OKCI. This is stimulated when the new instruction has been found and is available at the input of CI, and the CA operations belonging to the last instruction have been carried out. Stimulation begins simultaneously with stimulation of P1, and ends on a P32. The end of OKCI has to wait for the gating of CD, indicating that the new CD is available at its input.
OKCA. Only applies in case A and indicates that the CA operations have been finished.
OKCK. Indicates that we may now begin to look for the next instruction with a view to putting it into CI. It is stimulated when OKCI is extinguished, and is itself extinguished when the new CI has been found.

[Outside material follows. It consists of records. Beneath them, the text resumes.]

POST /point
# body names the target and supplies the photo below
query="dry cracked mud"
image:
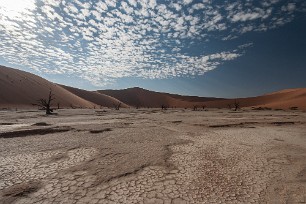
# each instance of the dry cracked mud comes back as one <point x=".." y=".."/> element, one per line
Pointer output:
<point x="152" y="156"/>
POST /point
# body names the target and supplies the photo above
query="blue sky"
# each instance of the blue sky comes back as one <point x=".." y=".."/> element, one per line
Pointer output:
<point x="193" y="47"/>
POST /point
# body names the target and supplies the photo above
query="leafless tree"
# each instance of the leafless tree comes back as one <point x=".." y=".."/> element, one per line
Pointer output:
<point x="45" y="104"/>
<point x="117" y="106"/>
<point x="229" y="106"/>
<point x="236" y="105"/>
<point x="164" y="107"/>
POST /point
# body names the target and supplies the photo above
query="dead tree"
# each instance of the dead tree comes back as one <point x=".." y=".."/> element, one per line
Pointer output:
<point x="45" y="104"/>
<point x="164" y="107"/>
<point x="229" y="106"/>
<point x="236" y="105"/>
<point x="117" y="106"/>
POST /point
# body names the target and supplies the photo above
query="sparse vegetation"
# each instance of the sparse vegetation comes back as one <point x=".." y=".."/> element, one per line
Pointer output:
<point x="229" y="106"/>
<point x="117" y="106"/>
<point x="45" y="104"/>
<point x="236" y="105"/>
<point x="164" y="107"/>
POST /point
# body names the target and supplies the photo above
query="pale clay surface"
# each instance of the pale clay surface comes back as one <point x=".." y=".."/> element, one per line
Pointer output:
<point x="153" y="156"/>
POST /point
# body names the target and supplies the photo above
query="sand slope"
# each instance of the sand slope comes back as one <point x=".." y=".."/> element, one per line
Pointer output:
<point x="95" y="97"/>
<point x="22" y="89"/>
<point x="139" y="97"/>
<point x="284" y="99"/>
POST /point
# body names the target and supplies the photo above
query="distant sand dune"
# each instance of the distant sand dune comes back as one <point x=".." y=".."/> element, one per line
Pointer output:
<point x="21" y="89"/>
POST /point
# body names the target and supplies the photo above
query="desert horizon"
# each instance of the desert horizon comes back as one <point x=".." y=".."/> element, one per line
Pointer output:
<point x="17" y="83"/>
<point x="152" y="102"/>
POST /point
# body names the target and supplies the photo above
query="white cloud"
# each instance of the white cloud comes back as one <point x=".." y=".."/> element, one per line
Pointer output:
<point x="111" y="39"/>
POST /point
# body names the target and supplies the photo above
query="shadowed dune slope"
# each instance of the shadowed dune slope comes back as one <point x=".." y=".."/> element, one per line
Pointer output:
<point x="284" y="99"/>
<point x="95" y="97"/>
<point x="22" y="89"/>
<point x="139" y="97"/>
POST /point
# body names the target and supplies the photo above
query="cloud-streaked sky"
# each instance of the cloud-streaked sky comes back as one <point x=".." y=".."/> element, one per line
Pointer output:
<point x="183" y="45"/>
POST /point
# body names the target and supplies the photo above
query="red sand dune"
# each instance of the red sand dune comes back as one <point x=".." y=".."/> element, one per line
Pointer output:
<point x="95" y="97"/>
<point x="21" y="89"/>
<point x="139" y="97"/>
<point x="284" y="99"/>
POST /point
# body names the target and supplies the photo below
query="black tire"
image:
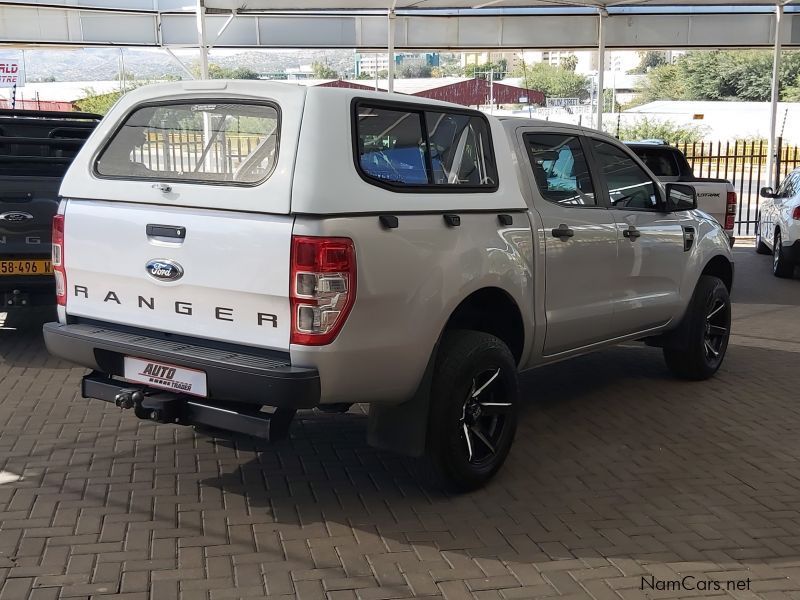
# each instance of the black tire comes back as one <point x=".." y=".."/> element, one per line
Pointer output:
<point x="781" y="266"/>
<point x="474" y="398"/>
<point x="703" y="334"/>
<point x="761" y="247"/>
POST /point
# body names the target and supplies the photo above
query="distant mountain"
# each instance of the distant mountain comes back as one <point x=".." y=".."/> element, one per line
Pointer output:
<point x="97" y="64"/>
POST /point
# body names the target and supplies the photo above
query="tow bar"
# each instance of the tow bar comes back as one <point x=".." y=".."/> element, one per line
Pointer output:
<point x="180" y="409"/>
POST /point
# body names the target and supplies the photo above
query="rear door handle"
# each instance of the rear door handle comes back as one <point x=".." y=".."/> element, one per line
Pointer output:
<point x="173" y="231"/>
<point x="631" y="233"/>
<point x="562" y="232"/>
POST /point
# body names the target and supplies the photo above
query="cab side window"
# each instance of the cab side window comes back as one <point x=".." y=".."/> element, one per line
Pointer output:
<point x="629" y="186"/>
<point x="560" y="169"/>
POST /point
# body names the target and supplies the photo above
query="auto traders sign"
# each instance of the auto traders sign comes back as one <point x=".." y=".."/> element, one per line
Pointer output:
<point x="10" y="73"/>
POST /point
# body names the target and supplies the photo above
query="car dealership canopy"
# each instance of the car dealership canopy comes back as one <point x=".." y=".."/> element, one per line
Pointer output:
<point x="388" y="25"/>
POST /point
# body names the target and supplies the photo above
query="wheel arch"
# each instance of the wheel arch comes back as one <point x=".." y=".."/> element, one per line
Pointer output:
<point x="719" y="266"/>
<point x="491" y="310"/>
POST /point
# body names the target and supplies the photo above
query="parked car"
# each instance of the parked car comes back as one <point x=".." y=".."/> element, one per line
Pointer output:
<point x="715" y="196"/>
<point x="778" y="225"/>
<point x="36" y="147"/>
<point x="228" y="246"/>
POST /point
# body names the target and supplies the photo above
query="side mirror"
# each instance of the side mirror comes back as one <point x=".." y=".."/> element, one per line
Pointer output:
<point x="768" y="192"/>
<point x="680" y="197"/>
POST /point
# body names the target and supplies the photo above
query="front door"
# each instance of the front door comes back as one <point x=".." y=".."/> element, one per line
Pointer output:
<point x="580" y="243"/>
<point x="651" y="256"/>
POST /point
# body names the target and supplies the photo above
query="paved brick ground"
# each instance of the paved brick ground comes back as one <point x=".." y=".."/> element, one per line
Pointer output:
<point x="618" y="473"/>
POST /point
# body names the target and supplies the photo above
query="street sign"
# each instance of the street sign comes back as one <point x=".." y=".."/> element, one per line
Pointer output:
<point x="10" y="73"/>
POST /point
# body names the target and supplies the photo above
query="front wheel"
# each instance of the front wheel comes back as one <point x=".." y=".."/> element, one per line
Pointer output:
<point x="704" y="332"/>
<point x="473" y="413"/>
<point x="781" y="266"/>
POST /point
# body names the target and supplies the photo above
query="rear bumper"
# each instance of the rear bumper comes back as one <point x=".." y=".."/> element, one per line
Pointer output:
<point x="231" y="376"/>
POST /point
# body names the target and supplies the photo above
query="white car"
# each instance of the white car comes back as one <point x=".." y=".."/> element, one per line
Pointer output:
<point x="778" y="225"/>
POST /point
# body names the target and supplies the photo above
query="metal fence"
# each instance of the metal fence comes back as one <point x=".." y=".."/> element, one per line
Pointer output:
<point x="744" y="164"/>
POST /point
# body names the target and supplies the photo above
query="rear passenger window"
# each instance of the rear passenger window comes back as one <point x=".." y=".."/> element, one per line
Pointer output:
<point x="391" y="147"/>
<point x="458" y="146"/>
<point x="226" y="142"/>
<point x="629" y="187"/>
<point x="418" y="148"/>
<point x="560" y="169"/>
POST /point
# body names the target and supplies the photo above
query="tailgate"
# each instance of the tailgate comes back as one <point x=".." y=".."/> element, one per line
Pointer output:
<point x="226" y="278"/>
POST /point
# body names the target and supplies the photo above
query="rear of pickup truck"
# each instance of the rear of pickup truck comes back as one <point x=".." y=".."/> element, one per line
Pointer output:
<point x="172" y="253"/>
<point x="715" y="196"/>
<point x="36" y="147"/>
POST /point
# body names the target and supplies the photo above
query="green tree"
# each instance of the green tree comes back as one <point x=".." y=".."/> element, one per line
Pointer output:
<point x="721" y="75"/>
<point x="648" y="60"/>
<point x="554" y="82"/>
<point x="323" y="71"/>
<point x="647" y="129"/>
<point x="661" y="83"/>
<point x="569" y="62"/>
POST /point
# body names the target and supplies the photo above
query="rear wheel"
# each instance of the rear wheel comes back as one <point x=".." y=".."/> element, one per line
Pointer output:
<point x="473" y="413"/>
<point x="704" y="333"/>
<point x="761" y="247"/>
<point x="781" y="265"/>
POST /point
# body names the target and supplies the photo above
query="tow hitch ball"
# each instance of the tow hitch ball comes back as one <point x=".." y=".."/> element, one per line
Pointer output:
<point x="128" y="398"/>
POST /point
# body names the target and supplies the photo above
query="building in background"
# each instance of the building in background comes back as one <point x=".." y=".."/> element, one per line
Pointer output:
<point x="372" y="63"/>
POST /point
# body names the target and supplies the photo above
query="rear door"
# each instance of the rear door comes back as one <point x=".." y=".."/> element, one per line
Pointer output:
<point x="580" y="242"/>
<point x="172" y="251"/>
<point x="650" y="241"/>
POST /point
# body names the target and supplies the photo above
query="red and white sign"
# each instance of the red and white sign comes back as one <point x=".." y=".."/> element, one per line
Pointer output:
<point x="10" y="73"/>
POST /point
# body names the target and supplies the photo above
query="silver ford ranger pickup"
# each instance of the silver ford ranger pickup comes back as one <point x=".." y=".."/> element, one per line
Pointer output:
<point x="227" y="253"/>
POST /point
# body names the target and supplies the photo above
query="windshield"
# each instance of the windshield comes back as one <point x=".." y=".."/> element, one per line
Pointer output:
<point x="228" y="143"/>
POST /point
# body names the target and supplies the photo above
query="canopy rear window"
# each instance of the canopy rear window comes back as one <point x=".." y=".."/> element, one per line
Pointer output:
<point x="233" y="143"/>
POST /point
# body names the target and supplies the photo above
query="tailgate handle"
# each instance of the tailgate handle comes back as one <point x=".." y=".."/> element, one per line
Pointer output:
<point x="172" y="231"/>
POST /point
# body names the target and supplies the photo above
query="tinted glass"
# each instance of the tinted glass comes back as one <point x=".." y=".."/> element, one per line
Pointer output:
<point x="661" y="161"/>
<point x="460" y="150"/>
<point x="391" y="147"/>
<point x="220" y="143"/>
<point x="560" y="169"/>
<point x="629" y="186"/>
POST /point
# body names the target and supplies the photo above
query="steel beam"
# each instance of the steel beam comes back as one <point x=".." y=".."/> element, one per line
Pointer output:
<point x="69" y="26"/>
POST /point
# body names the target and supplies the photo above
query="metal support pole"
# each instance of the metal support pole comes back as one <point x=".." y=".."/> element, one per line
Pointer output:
<point x="390" y="48"/>
<point x="601" y="66"/>
<point x="773" y="109"/>
<point x="201" y="38"/>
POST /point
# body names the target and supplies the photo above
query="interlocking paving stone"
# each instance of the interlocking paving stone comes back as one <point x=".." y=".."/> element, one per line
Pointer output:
<point x="619" y="472"/>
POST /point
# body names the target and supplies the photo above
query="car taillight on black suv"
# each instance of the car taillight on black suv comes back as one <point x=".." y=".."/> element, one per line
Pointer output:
<point x="730" y="210"/>
<point x="58" y="260"/>
<point x="323" y="287"/>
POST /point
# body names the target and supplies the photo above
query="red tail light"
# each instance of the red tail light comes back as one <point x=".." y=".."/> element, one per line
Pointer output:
<point x="730" y="211"/>
<point x="58" y="260"/>
<point x="323" y="287"/>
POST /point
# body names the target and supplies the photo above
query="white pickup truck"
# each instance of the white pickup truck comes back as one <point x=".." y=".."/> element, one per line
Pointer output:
<point x="223" y="248"/>
<point x="715" y="196"/>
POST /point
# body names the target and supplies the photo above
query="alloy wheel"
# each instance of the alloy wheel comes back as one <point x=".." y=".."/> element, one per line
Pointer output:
<point x="716" y="329"/>
<point x="483" y="416"/>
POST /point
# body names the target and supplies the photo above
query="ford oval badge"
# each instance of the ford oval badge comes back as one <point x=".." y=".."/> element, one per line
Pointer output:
<point x="164" y="270"/>
<point x="16" y="217"/>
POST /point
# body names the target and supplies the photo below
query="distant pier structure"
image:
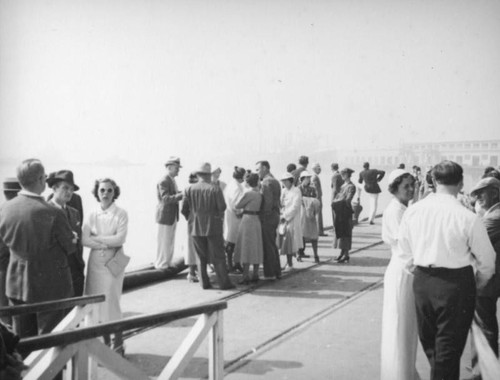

We may now describe the time cycle of LC. Let us begin at the point where OKLK is stimulated indicating that the search for the new CI may now begin, because we have finished with the old one and information for finding the new one is now available in CD. The new CI is determined by digits 17-32 of CD. Of these digits 23-32 determine the delay line and 18-22 determine the minor cycle within the delay line. A digit 1 in column 17 indicates that the order is to be taken from TS 6 instead of from the longer delay lines. This digit is erased whenever we obey an instruction of type A. Digits 23-32 are set up on trigger circuits and operate via trees as described below. Digits 18-22 determine the time at which we must take the output of the delay line. We compare these digits with the output of the slow counter SCA (Fig. 15) and when they agree we know that the right moment has come. It is convenient to arrange that the slow counter is always one minor cycle ahead of time, so as to give us time to organise ourselves before taking the required output. As has been mentioned the order of the digits in CD is arranged rather unconventionally in order to put consecutively numbered minor cycles in alternate positions; this has time saving effects. The required minor cycle now passes into CI and the signal OKSS is given; OKLK is suppressed. When the CA operations belonging to the last instruction have been finished OKCA is stimulated and with it OKCI. We are now able to initiate any new CA operations (case A) and to set up the new CD. When this has been done we have finished with CI and suppress OKCI, which automatically stimulates OKLK beginning the cycle over again (Figs. 22, 22a).
The digits 23-32 determine the delay line required. This amounts to 10 digits and will certainly be adequate for our present programme. Treeing is done in two stages, going first through trees for three or four digits only. These are TRA 000 . . . TRA 111, TRB 000 . . . TRB 111, TRC 0000, . . ., TRC 1111. These number 32 valve elements. At the second stage there are 1024 valve elements TREECI 0000000000, . . . TREECI 1111111111. The connections are shown for TREECI 1011101101. The connection from CI 17 prevents any of the TREECI elements being stimulated when CI 17 is stimulated. This is required to deal with the case where the next order is taken from TS 6 and not from the delay lines (Fig. 20).
It is very probable that some other form of tree circuit, not capable of being drawn in terms of our valve elements, will be used, and the same will apply to many parts of the circuit. It is thought worth while however to draw these circuits, if only to clarify what it is intended the circuits should do.
We have a similar tree system for the selection of temporary storages.